Тем не менее факт остается фактом — врата блистательного города открылись ему раньше, чем его впервые посетил хотя бы проблеск мысли, а не рискнуть ли ему в них постучаться.
Чтобы скрыть ошеломленность, Витя прыгающими пальцами взял с круглой плахи стола оплетенную китайскими драконами чайную чашку, успевшую-таки поразить его своей невесомостью яичной скорлупы, и принялся изучать ее с дотошностью археолога.
— Костяной фарфор, — с полной простотой (может, она вовсе ничего такого и не имела в виду?..) пояснила Аня. — Папа привез из Китая.

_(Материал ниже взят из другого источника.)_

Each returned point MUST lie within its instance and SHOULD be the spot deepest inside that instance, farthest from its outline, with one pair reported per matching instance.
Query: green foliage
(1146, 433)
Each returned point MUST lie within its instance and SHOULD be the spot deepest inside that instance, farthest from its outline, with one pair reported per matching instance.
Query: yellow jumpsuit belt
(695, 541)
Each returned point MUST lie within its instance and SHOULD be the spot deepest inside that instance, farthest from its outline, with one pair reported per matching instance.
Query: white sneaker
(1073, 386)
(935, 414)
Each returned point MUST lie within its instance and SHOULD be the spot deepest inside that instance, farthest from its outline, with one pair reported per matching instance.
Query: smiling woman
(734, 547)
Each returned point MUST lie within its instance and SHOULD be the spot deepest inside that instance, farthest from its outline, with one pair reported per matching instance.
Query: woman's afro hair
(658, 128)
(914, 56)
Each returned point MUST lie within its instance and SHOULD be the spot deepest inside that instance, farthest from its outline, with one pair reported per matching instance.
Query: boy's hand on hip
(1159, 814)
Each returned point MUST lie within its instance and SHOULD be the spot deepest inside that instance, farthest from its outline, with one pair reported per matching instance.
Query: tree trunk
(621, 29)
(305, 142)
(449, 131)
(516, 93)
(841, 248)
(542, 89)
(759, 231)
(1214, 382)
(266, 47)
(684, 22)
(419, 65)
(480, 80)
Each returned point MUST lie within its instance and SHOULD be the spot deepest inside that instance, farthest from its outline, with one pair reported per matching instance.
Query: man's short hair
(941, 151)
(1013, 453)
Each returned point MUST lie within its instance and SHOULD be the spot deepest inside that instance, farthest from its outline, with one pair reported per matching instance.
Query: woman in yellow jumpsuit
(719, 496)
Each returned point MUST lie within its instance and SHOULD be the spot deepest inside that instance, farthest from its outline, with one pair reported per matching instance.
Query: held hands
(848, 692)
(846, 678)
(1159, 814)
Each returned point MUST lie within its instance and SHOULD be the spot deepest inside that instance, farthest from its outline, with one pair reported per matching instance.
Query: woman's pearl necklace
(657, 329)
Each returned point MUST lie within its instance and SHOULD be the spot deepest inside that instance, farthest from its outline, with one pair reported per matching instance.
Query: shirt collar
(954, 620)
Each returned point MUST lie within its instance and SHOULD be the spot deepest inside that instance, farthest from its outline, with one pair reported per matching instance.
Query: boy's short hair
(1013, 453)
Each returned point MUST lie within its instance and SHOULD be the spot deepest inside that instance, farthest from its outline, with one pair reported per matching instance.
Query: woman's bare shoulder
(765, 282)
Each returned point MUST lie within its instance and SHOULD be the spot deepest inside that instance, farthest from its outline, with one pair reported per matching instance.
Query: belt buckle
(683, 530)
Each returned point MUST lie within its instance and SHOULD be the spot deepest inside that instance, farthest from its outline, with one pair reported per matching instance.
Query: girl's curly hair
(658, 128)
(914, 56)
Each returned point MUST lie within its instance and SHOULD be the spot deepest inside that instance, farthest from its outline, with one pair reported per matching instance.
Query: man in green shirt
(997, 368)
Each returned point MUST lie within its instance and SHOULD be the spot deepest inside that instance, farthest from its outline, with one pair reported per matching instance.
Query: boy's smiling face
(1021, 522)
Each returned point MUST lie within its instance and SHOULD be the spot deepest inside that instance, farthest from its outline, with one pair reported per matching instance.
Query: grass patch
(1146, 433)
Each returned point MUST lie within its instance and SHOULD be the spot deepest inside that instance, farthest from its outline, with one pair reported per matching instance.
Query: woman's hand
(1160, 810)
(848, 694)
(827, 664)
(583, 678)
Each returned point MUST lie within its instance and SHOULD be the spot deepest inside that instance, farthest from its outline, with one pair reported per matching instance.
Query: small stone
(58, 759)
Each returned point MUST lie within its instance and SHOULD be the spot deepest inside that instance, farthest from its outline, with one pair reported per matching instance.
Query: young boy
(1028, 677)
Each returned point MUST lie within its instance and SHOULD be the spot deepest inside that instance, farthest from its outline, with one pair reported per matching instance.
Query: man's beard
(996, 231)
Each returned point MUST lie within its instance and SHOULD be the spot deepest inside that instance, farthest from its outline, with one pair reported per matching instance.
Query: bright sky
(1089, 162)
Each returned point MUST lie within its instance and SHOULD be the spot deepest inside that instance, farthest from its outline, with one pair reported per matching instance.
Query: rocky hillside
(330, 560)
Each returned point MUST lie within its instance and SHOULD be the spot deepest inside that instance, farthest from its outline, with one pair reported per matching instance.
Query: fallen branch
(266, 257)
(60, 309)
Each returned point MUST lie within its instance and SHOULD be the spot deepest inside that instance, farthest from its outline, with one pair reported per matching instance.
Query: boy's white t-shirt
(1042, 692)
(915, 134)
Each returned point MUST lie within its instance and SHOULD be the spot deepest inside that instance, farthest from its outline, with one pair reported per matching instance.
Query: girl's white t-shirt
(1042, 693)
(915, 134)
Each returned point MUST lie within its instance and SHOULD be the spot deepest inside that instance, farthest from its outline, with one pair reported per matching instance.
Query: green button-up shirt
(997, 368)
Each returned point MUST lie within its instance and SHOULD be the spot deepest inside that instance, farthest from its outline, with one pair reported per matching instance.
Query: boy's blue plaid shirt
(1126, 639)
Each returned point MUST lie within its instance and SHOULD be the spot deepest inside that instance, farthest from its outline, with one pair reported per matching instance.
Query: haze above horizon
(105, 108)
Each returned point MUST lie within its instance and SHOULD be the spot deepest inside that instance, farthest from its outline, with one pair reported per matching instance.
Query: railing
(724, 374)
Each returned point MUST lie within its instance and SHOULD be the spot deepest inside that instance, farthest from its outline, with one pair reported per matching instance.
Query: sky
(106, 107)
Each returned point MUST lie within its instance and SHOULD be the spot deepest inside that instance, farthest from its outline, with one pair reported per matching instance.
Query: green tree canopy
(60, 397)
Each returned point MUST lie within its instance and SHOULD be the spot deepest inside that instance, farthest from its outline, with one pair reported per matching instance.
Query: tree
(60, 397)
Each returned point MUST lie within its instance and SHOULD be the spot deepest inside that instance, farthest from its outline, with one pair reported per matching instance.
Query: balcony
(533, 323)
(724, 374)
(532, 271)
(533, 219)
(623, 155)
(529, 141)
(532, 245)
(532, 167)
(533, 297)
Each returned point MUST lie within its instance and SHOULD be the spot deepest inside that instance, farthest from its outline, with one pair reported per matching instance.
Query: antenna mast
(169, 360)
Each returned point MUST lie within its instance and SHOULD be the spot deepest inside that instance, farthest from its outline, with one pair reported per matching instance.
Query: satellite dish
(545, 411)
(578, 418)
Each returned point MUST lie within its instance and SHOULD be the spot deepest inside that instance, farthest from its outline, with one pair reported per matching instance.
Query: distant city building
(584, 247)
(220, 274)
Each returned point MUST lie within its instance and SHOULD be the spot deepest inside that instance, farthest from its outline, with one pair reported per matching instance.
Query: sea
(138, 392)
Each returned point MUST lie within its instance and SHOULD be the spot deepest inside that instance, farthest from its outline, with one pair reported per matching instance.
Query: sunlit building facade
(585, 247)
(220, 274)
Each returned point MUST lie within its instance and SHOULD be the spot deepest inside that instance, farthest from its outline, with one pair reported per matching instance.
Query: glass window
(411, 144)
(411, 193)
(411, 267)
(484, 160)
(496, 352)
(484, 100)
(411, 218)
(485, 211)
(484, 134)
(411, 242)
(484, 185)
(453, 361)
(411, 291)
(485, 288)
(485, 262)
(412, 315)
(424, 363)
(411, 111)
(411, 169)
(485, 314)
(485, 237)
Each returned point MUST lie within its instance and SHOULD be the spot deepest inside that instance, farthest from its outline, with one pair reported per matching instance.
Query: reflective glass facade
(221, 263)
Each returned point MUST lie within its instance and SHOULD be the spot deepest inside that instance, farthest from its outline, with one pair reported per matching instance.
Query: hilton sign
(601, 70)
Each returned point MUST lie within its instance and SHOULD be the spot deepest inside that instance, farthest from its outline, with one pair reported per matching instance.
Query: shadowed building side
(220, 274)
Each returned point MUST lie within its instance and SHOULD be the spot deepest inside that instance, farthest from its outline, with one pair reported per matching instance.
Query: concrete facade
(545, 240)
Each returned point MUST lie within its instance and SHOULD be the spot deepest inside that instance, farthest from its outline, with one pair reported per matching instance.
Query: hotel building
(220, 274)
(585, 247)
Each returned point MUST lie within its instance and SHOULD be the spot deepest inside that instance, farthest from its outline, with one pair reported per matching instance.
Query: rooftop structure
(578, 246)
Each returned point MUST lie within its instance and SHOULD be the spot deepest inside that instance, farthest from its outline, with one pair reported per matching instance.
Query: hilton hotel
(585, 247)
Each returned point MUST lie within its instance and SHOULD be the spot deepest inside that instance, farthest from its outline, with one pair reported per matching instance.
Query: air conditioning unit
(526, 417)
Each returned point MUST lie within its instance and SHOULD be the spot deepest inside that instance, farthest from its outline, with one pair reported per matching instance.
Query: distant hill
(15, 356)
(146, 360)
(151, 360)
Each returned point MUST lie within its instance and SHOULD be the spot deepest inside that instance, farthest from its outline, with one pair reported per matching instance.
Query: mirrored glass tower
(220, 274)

Он маме отовсюду привозил фарфор, он знал, что она любит фарфор. Но приехал уже подшофе — «простились с мужиками» в аэропорту. Мама заметила и — замолчала. Он преувеличенно хлопочет, подлизывается — мама безмолвствует… но ты понимаешь, — внезапный взгляд в самую его душу, — что я никому никогда этого не рассказывала и не расскажу? — («Конечно, конечно», — в ответные кивания Витя вложил всю свою проникновенность.) — Так и вот, извлекает он наконец этот сервиз — мама царственно молчит, отвернувшись к окну, — Анна Ахматова! — (Это имя Витя прежде слышал краем уха.) — Папа взял одну чашку и бац ее об пол — ах ты, черт, уронил!.. Мама ни звука. Он бац блюдце — ах я раззява!.. Мама каменеет. И он берет одну чашку за другой, сокрушается и грохает. Пока я его за руки не схватила. Вот так у нас две эти чашки остались и к ним три блюдечка.
Она явно гордилась папиным норовом, и Витя поник головой.
— Я бы так не смог… — расстроенно признался он.
— А тебе и не придется. Женщина должна понимать, что, когда мужчина ей что-то дарит — фарфор, цветы, какую-нибудь тряпку, он всегда делает то, что считает бессмысленным. И мы должны ценить это выше всего — когда человек ради тебя отказывается от своего здравого смысла.
Нет, все-таки, когда она говорила о муже, она имела в виду определенно…
У Вити голова шла кругом. Относительно пришел в себя он лишь года через два. И то сказать: если бы кто угодно из нас открыл дверь в подъезд, где живет девушка, которую он боготворит, но еще не любит, и оказался в невообразимо прекрасном городе, — что бы он почувствовал — восторг или ошеломление? А тут еще пушки с пристани палят, и во главе пышной свиты приветствовать его выходит принцесса, в которой — да уж не сошел ли он с ума?.. — счастливец узнает ту самую девушку, о коей не смел и мечтать, и слышит, что королевская дочь назначена ему в жены…
Можно ведь рехнуться от такого?
А чуть придешь в себя, то есть чуточку привыкнешь повторяющийся бред считать новой реальностью, как до тебя дойдет, что обрести новую, ослепительную жизнь тебе удастся лишь ценой отказа от прежней. В которой тысячи пустяков при угрозе их утратить немедленно наполнятся трогательнейшей прелестью — и сильные материнские ладошки на висках, и недовольный отцовский кашель, и партия в шахматы с забредшим, благодушно поддатым Юркой, и репьи с лопухами в теснимых бетонными комодищами пампасах, и разложенные заготовочки для абсолютно небывалой конструкции электрического замка, подобно верному сторожевому псу, клацающего зубами в ответ на специальный хозяйский свист, и… В том-то и дело, что, если прогретую теплом твоей жизни дребедень ты можешь оторвать от себя без всякой боли, значит, ты не теплокровный человек, а хладнокровный аллигатор.